A daily background job manages the data lifecycle:

  1. Identifies raw runs older than rawRetentionDays
  2. For each run, calls strategy.mergeResult(existing, run) to incrementally aggregate
  3. Upserts into health_check_aggregates with bucketSize: 'hourly'
  4. Deletes processed raw runs
  1. Identifies hourly aggregates older than hourlyRetentionDays
  2. Groups hourly buckets by day
  3. Calculates weighted-average latency: SUM(avg * runCount) / SUM(runCount)
  4. Keeps global min/max latency across all hourly buckets
  5. Inserts daily aggregate (note: P95 and aggregatedResult are dropped)
  6. Deletes processed hourly aggregates

Deletes daily aggregates older than dailyRetentionDays.

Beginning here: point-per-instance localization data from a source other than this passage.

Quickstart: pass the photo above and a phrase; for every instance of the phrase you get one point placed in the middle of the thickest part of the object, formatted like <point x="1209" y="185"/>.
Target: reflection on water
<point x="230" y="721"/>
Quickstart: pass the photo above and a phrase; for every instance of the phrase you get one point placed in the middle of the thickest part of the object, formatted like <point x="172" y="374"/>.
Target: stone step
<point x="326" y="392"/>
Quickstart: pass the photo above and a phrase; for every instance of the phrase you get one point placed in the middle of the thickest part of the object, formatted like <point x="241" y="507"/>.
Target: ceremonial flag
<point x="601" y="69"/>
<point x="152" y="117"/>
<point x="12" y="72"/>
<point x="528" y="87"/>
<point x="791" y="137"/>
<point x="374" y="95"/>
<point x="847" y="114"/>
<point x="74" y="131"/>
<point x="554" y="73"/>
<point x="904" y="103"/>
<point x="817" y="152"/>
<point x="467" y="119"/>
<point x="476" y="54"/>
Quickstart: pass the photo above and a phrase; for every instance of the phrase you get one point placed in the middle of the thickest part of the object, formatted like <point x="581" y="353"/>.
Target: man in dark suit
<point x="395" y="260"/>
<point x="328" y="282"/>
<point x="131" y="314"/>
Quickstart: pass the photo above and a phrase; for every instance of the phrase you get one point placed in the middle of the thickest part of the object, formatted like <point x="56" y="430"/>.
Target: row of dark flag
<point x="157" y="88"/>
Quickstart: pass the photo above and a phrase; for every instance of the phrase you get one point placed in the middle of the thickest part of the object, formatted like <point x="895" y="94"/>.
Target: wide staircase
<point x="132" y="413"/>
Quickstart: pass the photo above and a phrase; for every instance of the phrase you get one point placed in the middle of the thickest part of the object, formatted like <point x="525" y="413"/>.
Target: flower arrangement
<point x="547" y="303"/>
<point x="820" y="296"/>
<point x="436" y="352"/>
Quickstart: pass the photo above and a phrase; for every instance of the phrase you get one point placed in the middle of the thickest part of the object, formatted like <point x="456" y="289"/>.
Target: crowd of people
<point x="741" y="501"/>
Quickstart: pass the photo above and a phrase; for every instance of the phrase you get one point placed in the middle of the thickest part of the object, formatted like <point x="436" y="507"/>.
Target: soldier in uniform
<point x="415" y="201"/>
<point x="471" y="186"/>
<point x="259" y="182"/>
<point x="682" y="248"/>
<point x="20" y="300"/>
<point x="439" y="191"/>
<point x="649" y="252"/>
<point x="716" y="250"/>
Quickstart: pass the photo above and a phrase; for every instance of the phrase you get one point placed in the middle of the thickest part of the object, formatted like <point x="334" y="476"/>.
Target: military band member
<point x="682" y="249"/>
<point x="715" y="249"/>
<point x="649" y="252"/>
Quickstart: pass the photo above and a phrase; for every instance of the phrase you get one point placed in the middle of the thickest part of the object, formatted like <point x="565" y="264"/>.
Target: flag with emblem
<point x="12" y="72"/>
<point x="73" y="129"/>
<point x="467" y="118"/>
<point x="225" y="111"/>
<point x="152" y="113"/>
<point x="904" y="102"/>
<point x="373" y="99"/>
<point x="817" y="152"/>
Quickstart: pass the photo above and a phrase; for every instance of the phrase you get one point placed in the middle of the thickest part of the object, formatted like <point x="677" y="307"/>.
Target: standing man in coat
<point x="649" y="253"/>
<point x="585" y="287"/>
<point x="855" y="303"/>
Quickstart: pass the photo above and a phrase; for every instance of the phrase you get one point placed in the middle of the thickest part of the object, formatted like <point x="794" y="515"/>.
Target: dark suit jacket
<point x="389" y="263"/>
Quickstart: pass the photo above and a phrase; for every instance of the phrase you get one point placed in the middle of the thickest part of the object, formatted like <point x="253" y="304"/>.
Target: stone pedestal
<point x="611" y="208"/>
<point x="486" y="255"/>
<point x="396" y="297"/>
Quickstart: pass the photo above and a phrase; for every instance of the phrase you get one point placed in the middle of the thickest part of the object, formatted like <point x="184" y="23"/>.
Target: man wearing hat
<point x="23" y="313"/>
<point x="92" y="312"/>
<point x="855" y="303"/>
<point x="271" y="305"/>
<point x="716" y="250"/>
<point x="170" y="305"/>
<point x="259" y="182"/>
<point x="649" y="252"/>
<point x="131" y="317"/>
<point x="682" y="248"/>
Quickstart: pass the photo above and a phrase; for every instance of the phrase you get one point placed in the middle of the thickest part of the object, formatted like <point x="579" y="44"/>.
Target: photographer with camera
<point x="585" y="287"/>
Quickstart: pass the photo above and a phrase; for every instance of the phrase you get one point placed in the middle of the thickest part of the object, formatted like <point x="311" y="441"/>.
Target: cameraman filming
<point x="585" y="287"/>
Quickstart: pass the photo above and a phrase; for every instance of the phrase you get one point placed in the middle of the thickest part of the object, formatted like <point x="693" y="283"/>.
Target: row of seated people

Retention can be customized per system-assignment via the RetentionConfig schema:

const RetentionConfigSchema = z.object({
/** Days to keep raw run data (1-30, default: 7) */
rawRetentionDays: z.number().int().min(1).max(30).default(7),
/** Days to keep hourly aggregates (7-90, default: 30) */
hourlyRetentionDays: z.number().int().min(7).max(90).default(30),
/** Days to keep daily aggregates (30-1095, default: 365) */
dailyRetentionDays: z.number().int().min(30).max(1095).default(365),
});

The platform enforces a strict hierarchy: rawRetentionDays < hourlyRetentionDays < dailyRetentionDays. Violations result in a BAD_REQUEST error.

EndpointDescription
getRetentionConfigGet current retention settings for an assignment
updateRetentionConfigUpdate retention settings (pass null to reset to defaults)

For unified chart rendering, the system uses cross-tier aggregation to query from raw, hourly, and daily storage, merging with priority:

  1. Target Points: Frontend requests a fixed number of data points (e.g., 500)
  2. Dynamic Bucket Calculation: (endDate - startDate) / targetPoints determines bucket interval
  3. Tier Selection: Automatically queries the appropriate tier(s) based on interval
  4. Priority Merge: Raw data takes priority over hourly, which takes priority over daily
  5. Re-aggregation: Merged data is re-aggregated to match target bucket interval
// Service method signature
async getAggregatedHistory(
props: {
systemId: string;
configurationId: string;
startDate: Date;
endDate: Date;
targetPoints?: number; // Default: 500
},
options: { includeAggregatedResult: boolean }
)

Aggregated data access follows the same tiered access model as raw data:

EndpointAccessReturns
getAggregatedHistoryhealthCheckStatusReadCore metrics only (AggregatedBucketBase)
getDetailedAggregatedHistoryhealthCheckDetailsReadCore metrics + aggregatedResult

Every strategy must provide a mergeResult implementation. Without it, long-term historical views will lack strategy-specific insights.

The aggregatedResult is stored as JSONB. Design it to capture essential trends without replicating all raw data:

// ✅ Good - summary statistics
{
statusCodeDistribution: { "200": 95, "500": 5 },
errorRate: 0.05,
}
// ❌ Bad - too detailed for aggregation
{
allStatusCodes: [200, 200, 500, 200, ...],
allErrors: [{ timestamp: ..., message: ... }, ...],
}

During daily rollup, aggregatedResult is dropped. Strategy diagrams should handle undefined aggregated results for very old data.